Constable follies

Public officials request secrecy for one reason: to avoid embarrassment.

So when Southern Nevada’s most embarrassing elected official tried to keep the press out of a public proceeding, he obviously was trying to stay out of the news. It didn’t work.

Last week, a federal judge ordered Las Vegas Constable John Bonaventura to pay this newspaper’s parent company $400 to cover the legal costs of opening a hearing he wanted closed. The judge also unsealed a motion he wanted sealed.

Las Vegas Constable John Bonaventura would challenge the headline totals of New York’s Anthony Weiner and San Diego’s Bob Filner if his clown act played out in a more important office on a bigger media stage. Mr. Bonaventura is being sued by two former constables who claim he fired them for refusing to lie to county commissioners about a reality TV show he had pursued. The pilot about his band of misfits was so awful, it made “Here Comes Honey Boo Boo” look like “Breaking Bad.”
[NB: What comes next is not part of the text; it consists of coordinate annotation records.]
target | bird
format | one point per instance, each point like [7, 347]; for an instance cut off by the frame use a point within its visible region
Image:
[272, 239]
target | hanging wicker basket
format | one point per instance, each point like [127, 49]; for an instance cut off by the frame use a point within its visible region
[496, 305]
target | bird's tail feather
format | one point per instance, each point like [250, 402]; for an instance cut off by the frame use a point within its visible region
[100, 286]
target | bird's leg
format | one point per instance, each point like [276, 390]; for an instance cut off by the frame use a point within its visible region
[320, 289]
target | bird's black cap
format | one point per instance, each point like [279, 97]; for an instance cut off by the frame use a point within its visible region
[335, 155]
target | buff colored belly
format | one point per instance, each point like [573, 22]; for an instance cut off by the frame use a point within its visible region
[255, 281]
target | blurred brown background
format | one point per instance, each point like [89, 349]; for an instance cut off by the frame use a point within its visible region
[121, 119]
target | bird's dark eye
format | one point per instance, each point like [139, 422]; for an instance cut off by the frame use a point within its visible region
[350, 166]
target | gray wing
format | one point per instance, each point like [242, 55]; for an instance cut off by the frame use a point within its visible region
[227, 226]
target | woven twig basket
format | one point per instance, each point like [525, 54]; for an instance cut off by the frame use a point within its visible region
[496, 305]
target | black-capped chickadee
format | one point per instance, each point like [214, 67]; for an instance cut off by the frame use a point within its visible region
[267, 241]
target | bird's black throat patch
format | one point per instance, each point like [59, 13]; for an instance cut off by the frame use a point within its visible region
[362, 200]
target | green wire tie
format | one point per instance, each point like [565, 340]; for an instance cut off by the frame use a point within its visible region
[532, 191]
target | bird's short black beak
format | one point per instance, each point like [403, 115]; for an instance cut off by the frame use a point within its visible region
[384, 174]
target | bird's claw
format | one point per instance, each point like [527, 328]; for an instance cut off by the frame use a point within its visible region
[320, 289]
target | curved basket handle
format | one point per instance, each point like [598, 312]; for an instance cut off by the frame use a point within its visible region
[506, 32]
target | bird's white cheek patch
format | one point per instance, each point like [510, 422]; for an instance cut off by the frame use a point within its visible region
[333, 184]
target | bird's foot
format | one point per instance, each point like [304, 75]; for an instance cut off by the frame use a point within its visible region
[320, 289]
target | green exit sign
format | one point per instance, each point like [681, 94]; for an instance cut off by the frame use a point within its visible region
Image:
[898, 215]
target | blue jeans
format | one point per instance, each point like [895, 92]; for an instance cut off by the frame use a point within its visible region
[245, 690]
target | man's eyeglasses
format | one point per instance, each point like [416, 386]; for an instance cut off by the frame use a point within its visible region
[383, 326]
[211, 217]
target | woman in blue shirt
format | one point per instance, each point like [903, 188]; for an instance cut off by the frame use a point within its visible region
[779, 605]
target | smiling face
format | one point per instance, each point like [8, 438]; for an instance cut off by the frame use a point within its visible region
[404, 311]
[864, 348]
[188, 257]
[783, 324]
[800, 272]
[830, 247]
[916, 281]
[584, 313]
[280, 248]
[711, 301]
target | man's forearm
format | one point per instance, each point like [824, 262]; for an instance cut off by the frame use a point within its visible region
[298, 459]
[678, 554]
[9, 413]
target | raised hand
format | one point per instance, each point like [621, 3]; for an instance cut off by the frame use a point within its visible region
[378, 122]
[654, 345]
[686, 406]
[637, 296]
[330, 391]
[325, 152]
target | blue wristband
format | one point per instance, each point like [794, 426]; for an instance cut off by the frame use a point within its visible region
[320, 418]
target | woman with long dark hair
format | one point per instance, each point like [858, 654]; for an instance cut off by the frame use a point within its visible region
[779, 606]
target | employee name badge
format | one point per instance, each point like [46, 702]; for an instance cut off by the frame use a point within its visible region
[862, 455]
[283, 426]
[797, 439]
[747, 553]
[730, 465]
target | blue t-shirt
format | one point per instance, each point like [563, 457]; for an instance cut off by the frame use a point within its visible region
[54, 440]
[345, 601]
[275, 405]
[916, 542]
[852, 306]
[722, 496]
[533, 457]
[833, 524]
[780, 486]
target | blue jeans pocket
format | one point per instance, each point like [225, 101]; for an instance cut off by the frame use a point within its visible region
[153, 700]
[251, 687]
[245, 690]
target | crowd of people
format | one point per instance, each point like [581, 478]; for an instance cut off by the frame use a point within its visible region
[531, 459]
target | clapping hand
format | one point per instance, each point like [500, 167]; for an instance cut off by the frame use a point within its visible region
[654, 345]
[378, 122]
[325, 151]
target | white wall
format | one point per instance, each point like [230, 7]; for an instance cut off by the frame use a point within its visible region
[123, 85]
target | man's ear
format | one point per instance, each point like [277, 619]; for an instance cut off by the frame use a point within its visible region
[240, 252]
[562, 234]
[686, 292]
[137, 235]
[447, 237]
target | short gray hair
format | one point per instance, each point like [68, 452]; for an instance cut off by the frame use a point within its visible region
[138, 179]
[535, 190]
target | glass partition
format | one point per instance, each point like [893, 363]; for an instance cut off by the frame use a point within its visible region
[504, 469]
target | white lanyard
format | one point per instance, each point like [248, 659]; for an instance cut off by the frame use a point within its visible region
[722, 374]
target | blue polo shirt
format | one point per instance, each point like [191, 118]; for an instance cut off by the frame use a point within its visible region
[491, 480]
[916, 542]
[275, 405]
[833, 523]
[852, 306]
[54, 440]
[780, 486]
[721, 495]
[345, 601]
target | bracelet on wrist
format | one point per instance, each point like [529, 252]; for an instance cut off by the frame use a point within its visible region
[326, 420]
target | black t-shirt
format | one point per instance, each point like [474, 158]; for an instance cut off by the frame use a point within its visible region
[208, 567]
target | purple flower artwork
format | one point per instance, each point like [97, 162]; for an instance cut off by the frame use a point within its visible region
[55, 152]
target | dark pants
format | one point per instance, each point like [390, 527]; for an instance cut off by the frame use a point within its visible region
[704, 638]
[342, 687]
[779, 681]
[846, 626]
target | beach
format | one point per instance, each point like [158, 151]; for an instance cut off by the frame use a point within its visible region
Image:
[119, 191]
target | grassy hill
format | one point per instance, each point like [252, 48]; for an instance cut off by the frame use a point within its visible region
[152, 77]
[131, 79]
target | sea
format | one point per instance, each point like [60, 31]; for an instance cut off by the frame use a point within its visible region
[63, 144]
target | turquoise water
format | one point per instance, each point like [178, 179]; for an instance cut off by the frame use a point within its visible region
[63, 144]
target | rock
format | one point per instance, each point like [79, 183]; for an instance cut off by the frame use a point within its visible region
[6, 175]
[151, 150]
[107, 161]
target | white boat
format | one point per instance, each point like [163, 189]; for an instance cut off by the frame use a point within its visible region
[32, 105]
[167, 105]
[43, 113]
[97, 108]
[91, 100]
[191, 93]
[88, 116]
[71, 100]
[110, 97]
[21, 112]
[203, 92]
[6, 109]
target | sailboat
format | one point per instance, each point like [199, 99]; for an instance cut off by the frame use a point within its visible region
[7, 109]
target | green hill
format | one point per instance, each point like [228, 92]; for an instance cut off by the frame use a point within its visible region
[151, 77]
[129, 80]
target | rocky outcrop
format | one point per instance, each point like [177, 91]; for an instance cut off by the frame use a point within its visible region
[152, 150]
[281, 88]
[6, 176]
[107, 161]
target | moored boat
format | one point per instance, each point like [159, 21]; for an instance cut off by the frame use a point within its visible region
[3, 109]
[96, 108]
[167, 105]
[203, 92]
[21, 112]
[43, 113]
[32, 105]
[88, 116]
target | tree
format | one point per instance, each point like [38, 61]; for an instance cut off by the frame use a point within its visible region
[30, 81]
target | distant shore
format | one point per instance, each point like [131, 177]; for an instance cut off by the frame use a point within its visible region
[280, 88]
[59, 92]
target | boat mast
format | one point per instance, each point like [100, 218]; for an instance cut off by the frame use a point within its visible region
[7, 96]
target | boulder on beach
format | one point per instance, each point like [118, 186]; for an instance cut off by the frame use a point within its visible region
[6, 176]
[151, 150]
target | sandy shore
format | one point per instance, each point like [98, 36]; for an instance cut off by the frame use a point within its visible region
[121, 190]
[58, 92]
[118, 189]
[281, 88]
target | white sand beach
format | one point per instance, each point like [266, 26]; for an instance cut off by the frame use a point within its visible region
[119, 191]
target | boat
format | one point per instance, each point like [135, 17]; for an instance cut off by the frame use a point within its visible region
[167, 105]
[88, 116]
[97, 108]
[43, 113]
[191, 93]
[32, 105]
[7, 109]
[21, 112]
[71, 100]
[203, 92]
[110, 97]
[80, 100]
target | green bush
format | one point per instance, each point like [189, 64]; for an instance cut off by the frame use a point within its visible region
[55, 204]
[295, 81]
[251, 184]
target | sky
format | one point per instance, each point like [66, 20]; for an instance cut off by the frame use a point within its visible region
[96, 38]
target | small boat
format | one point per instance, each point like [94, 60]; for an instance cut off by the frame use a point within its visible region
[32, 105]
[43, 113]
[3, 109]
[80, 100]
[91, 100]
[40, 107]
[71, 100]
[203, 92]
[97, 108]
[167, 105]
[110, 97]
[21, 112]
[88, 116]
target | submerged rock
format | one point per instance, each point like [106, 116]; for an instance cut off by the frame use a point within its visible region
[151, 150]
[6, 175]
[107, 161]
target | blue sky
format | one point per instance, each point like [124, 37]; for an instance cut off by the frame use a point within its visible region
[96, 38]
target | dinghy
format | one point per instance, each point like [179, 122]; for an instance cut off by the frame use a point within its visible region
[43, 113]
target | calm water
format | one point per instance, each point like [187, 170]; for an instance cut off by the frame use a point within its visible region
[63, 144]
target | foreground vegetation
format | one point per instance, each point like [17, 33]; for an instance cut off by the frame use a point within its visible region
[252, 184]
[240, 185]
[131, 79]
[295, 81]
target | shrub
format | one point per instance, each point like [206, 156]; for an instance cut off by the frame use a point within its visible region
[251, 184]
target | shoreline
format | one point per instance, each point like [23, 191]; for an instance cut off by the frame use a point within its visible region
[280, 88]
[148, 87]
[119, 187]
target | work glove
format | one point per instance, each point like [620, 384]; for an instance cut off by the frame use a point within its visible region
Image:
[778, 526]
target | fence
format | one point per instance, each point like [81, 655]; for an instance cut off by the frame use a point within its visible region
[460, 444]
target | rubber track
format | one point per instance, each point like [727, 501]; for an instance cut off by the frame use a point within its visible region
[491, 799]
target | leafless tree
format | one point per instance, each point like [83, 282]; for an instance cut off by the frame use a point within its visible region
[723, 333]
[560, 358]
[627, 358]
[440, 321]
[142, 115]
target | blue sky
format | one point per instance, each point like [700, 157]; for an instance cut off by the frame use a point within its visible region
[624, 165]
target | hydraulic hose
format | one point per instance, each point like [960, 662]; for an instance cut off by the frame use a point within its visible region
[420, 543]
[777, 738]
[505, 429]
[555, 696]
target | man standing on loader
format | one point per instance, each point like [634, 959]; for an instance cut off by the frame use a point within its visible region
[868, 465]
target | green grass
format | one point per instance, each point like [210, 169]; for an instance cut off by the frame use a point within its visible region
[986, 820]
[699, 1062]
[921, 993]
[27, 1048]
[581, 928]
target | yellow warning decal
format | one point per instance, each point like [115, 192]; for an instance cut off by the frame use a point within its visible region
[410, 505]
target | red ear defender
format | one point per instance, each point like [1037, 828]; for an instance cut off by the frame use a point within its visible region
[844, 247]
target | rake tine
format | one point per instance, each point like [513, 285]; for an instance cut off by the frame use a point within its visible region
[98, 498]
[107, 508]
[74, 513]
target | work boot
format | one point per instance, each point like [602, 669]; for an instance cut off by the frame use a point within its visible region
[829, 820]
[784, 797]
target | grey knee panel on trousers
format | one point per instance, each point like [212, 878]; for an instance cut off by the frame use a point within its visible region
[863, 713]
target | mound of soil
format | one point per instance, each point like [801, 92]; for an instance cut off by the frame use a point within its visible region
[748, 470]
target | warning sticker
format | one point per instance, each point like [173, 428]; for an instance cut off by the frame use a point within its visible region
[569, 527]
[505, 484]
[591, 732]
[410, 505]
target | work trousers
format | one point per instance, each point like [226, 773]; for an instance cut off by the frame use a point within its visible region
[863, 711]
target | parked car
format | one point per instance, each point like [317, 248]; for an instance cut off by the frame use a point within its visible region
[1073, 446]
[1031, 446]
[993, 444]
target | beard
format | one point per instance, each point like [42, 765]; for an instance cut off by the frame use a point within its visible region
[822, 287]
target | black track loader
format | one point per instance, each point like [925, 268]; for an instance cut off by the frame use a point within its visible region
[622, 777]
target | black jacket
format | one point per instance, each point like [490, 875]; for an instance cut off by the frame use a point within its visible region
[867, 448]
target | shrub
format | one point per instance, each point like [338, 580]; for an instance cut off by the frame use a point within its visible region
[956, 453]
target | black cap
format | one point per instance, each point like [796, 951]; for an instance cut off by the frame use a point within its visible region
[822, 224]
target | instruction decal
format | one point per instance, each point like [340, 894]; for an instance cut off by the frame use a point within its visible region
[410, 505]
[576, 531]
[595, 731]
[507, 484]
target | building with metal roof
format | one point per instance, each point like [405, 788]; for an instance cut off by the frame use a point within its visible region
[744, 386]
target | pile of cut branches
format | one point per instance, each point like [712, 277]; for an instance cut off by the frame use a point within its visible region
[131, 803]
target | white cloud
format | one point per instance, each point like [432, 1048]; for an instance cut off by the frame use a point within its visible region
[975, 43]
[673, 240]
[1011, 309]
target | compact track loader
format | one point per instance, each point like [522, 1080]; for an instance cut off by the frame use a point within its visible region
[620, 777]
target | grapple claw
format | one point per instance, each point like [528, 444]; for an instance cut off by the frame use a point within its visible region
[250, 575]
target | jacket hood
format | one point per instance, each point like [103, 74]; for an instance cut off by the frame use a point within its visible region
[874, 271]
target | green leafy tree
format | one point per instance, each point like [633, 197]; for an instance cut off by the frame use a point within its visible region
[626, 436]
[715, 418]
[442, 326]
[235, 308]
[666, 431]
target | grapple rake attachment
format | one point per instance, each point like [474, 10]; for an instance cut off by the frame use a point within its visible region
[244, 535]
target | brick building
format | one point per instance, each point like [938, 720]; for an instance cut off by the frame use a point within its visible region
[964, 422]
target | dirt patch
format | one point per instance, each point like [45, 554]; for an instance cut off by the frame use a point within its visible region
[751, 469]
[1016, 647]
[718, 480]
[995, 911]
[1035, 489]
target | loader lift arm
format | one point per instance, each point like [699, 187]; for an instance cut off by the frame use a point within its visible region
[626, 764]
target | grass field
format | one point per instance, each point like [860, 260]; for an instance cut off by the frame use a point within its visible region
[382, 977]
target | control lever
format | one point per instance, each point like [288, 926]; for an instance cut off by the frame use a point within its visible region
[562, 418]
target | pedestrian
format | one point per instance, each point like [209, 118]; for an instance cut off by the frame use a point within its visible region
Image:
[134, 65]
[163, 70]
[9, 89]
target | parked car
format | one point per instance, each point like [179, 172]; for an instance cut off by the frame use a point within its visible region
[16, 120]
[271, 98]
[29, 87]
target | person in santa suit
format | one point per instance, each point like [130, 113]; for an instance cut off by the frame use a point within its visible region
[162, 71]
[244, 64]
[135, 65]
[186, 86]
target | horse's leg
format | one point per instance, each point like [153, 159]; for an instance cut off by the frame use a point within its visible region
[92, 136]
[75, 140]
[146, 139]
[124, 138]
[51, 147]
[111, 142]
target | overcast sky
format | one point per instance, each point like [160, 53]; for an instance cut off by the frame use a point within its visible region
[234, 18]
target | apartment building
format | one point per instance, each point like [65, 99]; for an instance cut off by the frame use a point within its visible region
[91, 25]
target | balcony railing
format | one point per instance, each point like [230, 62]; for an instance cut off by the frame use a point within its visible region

The judge found Mr. Bonaventura and his attorney left a July 23 settlement conference without court permission, a fact they wanted changed in the minutes, and that they had received adequate notice of a July 30 hearing they didn’t attend. They also used cameras during the July 23 conference without the judge’s permission.

Pile this nonsense on top of sexual harassment allegations against Mr. Bonaventura, huge financial losses occurring under his leadership and other blunders, and it’s a wonder why he tried so hard to hide his latest legal woes. His public image is beyond repair.

Thanks to U.S. Magistrate Judge Cam Ferenbach for refusing to provide an elected official with a door to hide behind, and for ordering Mr. Bonaventura to pay restitution to Stephens Media with his personal funds, not public dollars.